The AIM-traded company said that in the digital and information management segment, it successfully implemented substantial price increases at the start of the year.

That, combined with increased activity from new customers and ongoing cost-saving measures, had offset the absence of a large non-repeating public sector contract that benefited the digital business in the first half of last year.

Additionally, Restore's records management division saw positive developments, as the transfer of artefacts from the BBC contract - the largest in the company's history - started as planned in April.

The expected net box growth for 2023 remained strong, within the guided range of between 1% and 2%.

Looking at secure lifecycle services, Restore said its Datashred and Harrow Green divisions reported activity levels in line with management expectations.

The technology segment experienced strong demand for ultra-secure IT destruction and IT relocation projects, which together accounted for about 20% of technology revenue.

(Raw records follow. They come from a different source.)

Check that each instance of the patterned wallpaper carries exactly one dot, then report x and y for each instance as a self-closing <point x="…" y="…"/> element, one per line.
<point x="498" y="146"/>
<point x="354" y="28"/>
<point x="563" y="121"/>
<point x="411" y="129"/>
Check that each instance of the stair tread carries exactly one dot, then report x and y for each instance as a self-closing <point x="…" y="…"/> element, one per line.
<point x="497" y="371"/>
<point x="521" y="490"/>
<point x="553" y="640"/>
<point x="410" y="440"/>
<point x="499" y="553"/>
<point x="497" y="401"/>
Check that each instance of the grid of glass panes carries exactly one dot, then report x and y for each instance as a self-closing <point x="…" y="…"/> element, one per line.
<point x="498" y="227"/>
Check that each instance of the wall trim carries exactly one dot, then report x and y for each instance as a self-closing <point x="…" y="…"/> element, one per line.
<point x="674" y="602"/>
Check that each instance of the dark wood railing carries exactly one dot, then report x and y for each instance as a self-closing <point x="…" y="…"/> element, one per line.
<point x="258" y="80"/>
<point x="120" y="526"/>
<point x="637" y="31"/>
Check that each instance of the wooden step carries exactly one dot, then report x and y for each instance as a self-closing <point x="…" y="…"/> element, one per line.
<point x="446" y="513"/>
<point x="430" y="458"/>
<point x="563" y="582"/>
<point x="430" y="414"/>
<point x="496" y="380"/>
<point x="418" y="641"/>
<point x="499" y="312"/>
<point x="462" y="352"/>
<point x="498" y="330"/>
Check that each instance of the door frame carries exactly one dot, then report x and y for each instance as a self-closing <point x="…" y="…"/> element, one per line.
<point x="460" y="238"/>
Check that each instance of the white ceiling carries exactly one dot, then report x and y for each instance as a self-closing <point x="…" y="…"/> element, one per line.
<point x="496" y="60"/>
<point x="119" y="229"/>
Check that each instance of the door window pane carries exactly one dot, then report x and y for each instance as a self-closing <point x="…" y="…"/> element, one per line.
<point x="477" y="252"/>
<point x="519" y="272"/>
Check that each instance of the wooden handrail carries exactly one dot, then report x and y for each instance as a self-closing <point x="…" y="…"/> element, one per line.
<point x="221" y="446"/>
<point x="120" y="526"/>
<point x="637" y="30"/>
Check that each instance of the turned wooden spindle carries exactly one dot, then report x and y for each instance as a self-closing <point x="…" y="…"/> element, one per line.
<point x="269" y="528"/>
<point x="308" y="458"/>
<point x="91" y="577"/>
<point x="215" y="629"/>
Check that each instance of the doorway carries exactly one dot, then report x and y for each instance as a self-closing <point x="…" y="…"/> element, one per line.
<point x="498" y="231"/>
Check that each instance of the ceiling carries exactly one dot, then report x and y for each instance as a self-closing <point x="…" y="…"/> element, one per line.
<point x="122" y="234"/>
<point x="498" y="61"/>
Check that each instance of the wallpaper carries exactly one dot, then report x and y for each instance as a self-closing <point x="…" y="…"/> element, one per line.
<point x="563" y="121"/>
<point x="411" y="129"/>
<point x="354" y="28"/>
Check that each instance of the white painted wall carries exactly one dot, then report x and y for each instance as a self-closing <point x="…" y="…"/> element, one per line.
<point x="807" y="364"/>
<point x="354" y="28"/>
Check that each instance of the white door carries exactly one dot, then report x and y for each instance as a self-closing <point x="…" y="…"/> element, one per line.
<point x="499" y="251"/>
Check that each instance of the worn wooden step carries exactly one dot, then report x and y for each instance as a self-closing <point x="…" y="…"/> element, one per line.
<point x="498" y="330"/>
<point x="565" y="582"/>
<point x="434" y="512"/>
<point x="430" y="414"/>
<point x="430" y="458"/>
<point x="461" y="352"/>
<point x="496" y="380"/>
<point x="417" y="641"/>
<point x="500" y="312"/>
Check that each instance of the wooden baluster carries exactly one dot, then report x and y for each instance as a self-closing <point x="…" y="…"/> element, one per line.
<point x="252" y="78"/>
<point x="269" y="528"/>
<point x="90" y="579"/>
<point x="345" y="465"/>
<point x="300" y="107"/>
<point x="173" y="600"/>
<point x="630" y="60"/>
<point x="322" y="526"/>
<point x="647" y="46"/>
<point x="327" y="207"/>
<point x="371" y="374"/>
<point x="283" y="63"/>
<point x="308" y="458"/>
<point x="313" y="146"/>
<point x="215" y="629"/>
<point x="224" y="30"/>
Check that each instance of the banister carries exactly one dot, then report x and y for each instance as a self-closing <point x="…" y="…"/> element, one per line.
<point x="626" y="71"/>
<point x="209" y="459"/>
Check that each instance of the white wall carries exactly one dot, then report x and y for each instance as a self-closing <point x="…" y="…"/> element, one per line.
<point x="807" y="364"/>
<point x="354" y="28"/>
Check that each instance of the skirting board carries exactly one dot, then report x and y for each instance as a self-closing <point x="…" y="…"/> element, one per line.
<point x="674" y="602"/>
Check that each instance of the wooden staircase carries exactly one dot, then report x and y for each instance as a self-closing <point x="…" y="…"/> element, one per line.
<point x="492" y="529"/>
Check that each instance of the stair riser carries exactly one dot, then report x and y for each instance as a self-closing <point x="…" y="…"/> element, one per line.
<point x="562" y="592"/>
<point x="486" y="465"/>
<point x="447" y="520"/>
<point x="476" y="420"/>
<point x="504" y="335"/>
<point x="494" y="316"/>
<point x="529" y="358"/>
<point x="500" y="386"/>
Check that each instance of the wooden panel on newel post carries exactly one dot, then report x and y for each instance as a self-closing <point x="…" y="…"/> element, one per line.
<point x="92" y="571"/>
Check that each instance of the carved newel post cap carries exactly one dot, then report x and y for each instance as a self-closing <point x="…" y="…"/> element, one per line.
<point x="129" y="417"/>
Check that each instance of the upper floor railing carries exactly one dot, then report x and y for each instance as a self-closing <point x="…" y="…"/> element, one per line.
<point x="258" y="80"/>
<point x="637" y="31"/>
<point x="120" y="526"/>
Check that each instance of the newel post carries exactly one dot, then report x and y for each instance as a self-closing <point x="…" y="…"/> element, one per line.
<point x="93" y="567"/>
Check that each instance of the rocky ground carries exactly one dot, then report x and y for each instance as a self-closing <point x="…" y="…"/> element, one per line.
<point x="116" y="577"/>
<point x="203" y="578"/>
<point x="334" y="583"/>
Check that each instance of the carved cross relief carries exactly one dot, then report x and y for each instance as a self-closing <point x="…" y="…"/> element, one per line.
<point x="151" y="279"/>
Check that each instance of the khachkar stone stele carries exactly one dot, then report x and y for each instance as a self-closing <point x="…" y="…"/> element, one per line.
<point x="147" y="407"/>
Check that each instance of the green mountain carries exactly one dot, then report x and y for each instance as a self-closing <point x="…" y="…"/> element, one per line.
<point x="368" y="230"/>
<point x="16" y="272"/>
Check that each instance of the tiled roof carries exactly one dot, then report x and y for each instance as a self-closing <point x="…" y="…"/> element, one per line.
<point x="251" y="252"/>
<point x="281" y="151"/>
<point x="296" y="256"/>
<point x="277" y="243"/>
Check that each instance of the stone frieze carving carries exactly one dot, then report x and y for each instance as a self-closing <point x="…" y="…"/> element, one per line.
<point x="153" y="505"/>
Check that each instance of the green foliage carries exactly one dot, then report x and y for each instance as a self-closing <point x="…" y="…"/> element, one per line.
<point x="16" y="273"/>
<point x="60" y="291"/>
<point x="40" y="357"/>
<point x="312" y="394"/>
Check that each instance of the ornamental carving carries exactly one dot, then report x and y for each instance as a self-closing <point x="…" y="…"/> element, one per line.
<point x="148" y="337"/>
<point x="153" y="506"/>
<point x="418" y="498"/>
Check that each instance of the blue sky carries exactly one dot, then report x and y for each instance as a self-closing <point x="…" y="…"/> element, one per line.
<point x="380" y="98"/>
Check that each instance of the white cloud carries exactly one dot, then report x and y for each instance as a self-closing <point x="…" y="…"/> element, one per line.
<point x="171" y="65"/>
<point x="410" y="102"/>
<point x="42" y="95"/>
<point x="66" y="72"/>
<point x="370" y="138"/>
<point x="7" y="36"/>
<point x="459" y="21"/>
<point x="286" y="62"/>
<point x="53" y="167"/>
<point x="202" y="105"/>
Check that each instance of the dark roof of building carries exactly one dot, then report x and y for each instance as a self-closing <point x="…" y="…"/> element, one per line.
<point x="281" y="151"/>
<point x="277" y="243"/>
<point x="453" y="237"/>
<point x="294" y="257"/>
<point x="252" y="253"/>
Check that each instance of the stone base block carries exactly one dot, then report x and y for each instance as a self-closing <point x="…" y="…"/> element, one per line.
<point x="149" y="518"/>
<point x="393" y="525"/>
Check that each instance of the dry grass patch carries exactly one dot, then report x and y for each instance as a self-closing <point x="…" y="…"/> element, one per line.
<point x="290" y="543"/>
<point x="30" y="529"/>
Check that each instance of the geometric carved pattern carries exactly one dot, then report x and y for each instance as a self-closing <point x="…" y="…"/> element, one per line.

However, the recovery in hardware recycling volumes had been slower than expected, reflecting recent reports from the IT sector indicating a decline of 25% to 30% in new PC and laptop sales during the first quarter following a period of elevated pandemic demand.

To address the evolving market conditions, Restore said it was adapting its capacity and executing planned structural cost reductions.

The board said the reductions, amounting to about £3m, were progressing according to management expectations, and encompassing supplier rationalisation, cost of sales, and operating overheads.

Looking ahead, the directors said they expected Restore to achieve revenue and adjusted EBITDA growth exceeding 5% over the prior fiscal year.

The optimistic outlook was supported by the implemented price changes, increased organic activity, and effective cost control.

However, due to the ongoing reduced levels of volumes in the IT hardware market, the group's adjusted profit before tax was now expected to be below previous forecasts, within the range of £41m to £43m.

"We are successfully achieving our plans to implement price increases, execute cost reduction and provide consistent service delivery," said chief executive officer Charles Bligh.

"In a challenging environment, we are continuing to see increased activity across the majority of our businesses, especially in our digital and information management division.

"Whilst the unprecedented reduction in IT hardware sales is having an impact on technology in the short term, overall the group is on track to deliver growth in revenue and operating profits for the year and achieve a further reduction in debt."

Restore said it would announce its results for the first half on 26 July.

At 1223 BST, shares in Restore were down 10.37% at 263.5p.